Additionally, replacing an old system with one that cannot use data optimally while simultaneously promising AI compatibility can lead to project delays and additional costs.
Address the shortcomings of data-driven technology and artificial intelligence
Optimizing the productivity of a company’s workforce and providing a great customer experience in today’s on-demand world is challenging. To deliver greater business value to customers, FSOs must use data and intelligence to meet and anticipate customer needs. However, this type of innovation requires breaking down data silos and aligning processes across the organization to deliver customer insights to employees.
Additionally, with AI-embedded software, organizations have the ability to automate repetitive tasks, process complex data sets, and more. However, with 80% of companies already using some form of automation technology or planning to do so in the next year, starting the process of delivering the value AI promises without a third party guiding them through the best It can be difficult for them. Artificial intelligence and data solutions
Maximize data and AI investment
Using a combination of data and artificial intelligence has many benefits, especially for organizations such as FSOs that work to provide the best customer service by ensuring optimal scheduling of employees who are able to meet anticipated service tasks.
In cases like this, data and artificial intelligence go hand in hand. For example, data collected from IoT sensors can help AI predict asset performance and optimize scheduling using data such as maintenance history.
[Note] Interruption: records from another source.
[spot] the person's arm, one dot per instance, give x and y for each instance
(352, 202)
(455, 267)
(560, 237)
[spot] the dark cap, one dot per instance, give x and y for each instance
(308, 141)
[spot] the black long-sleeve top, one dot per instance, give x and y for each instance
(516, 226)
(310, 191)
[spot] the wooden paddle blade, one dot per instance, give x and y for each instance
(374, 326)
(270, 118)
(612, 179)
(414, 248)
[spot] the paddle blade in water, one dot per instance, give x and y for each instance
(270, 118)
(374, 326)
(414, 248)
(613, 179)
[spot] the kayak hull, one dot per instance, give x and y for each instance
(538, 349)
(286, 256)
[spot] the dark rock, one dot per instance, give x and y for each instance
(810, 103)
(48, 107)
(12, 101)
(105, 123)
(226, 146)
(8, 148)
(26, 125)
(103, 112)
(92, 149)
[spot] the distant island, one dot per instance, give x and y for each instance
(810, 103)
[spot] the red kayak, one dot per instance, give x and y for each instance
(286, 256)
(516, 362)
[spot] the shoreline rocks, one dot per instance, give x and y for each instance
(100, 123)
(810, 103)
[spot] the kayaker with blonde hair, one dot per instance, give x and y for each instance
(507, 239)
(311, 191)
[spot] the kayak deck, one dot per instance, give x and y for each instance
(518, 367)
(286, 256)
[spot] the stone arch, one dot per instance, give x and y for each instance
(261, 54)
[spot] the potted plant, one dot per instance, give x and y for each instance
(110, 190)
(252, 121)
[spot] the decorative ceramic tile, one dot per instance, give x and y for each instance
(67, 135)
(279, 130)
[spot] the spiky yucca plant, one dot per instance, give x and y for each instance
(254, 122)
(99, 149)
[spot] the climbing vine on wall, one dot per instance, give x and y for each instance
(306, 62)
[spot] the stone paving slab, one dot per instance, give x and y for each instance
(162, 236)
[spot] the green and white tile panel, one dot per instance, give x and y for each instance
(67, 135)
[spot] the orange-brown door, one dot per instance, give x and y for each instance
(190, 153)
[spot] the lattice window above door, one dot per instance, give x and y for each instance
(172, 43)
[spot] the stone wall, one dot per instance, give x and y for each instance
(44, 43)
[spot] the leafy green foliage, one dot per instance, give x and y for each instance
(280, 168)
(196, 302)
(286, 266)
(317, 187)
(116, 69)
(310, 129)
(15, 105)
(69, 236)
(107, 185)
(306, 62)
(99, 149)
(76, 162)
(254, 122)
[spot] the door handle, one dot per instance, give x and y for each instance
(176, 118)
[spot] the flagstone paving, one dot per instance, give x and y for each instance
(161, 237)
Typically, empirical data also helps FSOs proactively respond to potential service issues by predicting when a customer’s product will need maintenance, thereby ensuring that parts and technicians are available in a timely manner. They are available at certain times.
AI also helps internal staff by automating customer interactions through improved chatbot and customer relationship management (CRM) tools.
As we move into a more modern and automated future, organizations need to understand their data silos to experience the full potential of AI. When data is effectively leveraged with AI, organizations can solve a wide variety of problems, paving the way for organizations to use predictive planning while meeting customer needs.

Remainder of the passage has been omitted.